VITAMINA D y COVID-19

¿Qué es?

Es una vitamina liposoluble que se almacena en el tejido graso del cuerpo. Ayuda al cuerpo a absorber el calcio, que junto con el fósforo son dos minerales necesarios para la formación normal de los huesos. 

¿Qué hace en nuestro cuerpo y cómo la obtenemos?

Hasta el siglo XXI, la vitamina D se reconocía principalmente por su papel en la regulación del calcio y la salud ósea, así como en la prevención de la osteoporosis en adultos o raquitismo en niños. 

En los últimos 20 años, sin embargo, la investigación ha mostrado como la vitamina D también ejerce su efecto sobre las células inmunes generalmente reduciendo la inflamación.

Así, la vitamina D, pasa a ser reconocido como un amplio regulador epigenético, ejerciendo su acción sobre más de 2500 genes; estando relacionado con algunos de los retos de salud más importantes de nuestra era: cáncer, diabetes mellitus, infecciones agudas del tracto respiratorio y enfermedades autoinmunes como la esclerosis múltiple.

La vitamina D ejerce su efecto sobre la salud ósea y el sistema inmune.
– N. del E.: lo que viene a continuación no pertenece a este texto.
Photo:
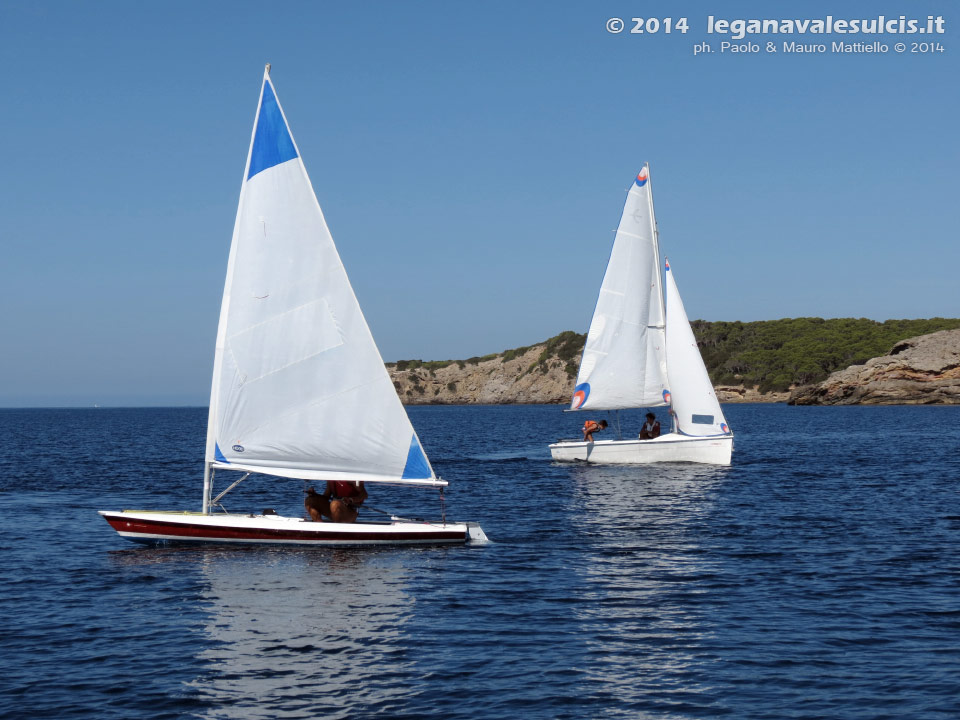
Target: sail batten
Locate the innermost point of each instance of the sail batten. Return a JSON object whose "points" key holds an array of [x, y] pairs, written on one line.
{"points": [[299, 387]]}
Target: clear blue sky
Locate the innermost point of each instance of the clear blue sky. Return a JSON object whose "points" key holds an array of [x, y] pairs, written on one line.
{"points": [[472, 161]]}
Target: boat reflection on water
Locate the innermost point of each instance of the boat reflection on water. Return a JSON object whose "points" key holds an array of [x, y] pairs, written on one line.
{"points": [[643, 585], [634, 495], [296, 633]]}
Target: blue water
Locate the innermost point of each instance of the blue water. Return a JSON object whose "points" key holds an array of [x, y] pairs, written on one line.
{"points": [[817, 577]]}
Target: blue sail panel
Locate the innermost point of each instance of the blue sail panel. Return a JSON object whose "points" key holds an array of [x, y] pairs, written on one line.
{"points": [[417, 466], [272, 143]]}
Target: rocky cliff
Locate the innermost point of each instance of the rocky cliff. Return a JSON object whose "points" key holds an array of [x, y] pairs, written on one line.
{"points": [[541, 373], [917, 371]]}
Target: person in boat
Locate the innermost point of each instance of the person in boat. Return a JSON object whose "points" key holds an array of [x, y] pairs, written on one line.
{"points": [[651, 428], [340, 501], [590, 427]]}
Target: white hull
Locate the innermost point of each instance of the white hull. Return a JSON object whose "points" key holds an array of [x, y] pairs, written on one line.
{"points": [[186, 527], [666, 448]]}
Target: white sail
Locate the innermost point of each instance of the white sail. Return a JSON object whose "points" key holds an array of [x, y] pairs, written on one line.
{"points": [[299, 387], [623, 359], [694, 402]]}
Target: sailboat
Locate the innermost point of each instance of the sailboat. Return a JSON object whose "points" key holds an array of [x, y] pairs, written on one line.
{"points": [[641, 353], [299, 388]]}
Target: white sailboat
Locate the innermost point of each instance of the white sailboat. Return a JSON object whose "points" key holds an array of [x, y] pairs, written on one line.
{"points": [[641, 353], [299, 388]]}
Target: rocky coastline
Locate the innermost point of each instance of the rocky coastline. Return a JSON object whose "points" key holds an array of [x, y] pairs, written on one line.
{"points": [[544, 373], [922, 370]]}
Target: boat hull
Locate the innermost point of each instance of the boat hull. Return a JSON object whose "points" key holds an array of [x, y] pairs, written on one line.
{"points": [[185, 527], [666, 448]]}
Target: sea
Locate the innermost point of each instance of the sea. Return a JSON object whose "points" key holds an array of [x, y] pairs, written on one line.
{"points": [[816, 577]]}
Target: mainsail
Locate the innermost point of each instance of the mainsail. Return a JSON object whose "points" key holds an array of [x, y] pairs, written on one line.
{"points": [[694, 402], [623, 360], [299, 387]]}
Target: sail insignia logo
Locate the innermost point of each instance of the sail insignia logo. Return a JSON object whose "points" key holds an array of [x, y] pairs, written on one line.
{"points": [[580, 394]]}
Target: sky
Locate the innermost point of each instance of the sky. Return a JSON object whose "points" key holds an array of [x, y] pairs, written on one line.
{"points": [[471, 159]]}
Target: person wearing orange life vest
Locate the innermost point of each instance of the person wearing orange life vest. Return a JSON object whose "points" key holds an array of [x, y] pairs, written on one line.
{"points": [[340, 501], [590, 427]]}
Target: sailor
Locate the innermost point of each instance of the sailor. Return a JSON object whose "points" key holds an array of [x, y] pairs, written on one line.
{"points": [[590, 427], [651, 428], [340, 501]]}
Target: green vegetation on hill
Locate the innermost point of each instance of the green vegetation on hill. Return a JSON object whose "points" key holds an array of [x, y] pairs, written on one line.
{"points": [[775, 354], [770, 354]]}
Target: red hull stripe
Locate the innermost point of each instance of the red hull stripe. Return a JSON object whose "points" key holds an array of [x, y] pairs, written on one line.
{"points": [[207, 532]]}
Algunos expertos han sugerido que unos pocos minutos de luz solar directamente sobre la piel de la cara, brazos, espalda o piernas, (sin protector solar) todos los días, pueden producir el en el cuerpo la vitamina D que el cuerpo necesita. Sin embargo, la cantidad de vitamina D producida por la exposición a la luz solar puede variar mucho de persona a persona. Las personas que no viven en lugares soleados pueden no producir suficiente vitamina D por el tiempo limitado bajo el sol. Los días nublados, la sombra y la piel de color oscuro también reducen la cantidad de vitamina D que produce la piel.

Dieta

Muy pocos alimentos la contienen de manera natural. En consecuencia, muchos alimentos son enriquecidos con esta vitamina. Los pescados grasos (atún, salmón y caballa) están entre las mejores fuentes de vitamina D. El hígado de ternera, el queso y las yemas de los huevos suministran pequeñas cantidades. Los champiñones proporcionan algo de vitamina D. 

La vitamina D se le agrega a muchos alimentos, entre ellos, cereales para el desayuno, bebidas, lácteos y derivados. Para saber con precisión si sus alimentos vienen fortificados revise la tabla de información nutricional en la etiqueta de los alimentos

Dosis diaria recomendada

Datos de observación recogidos a gran escala recientemente, sugieren que aproximadamente el 40% de los Europeos presentan deficiencias en sus niveles de vitamina D, y un 13% llegando a rangos de severidad. 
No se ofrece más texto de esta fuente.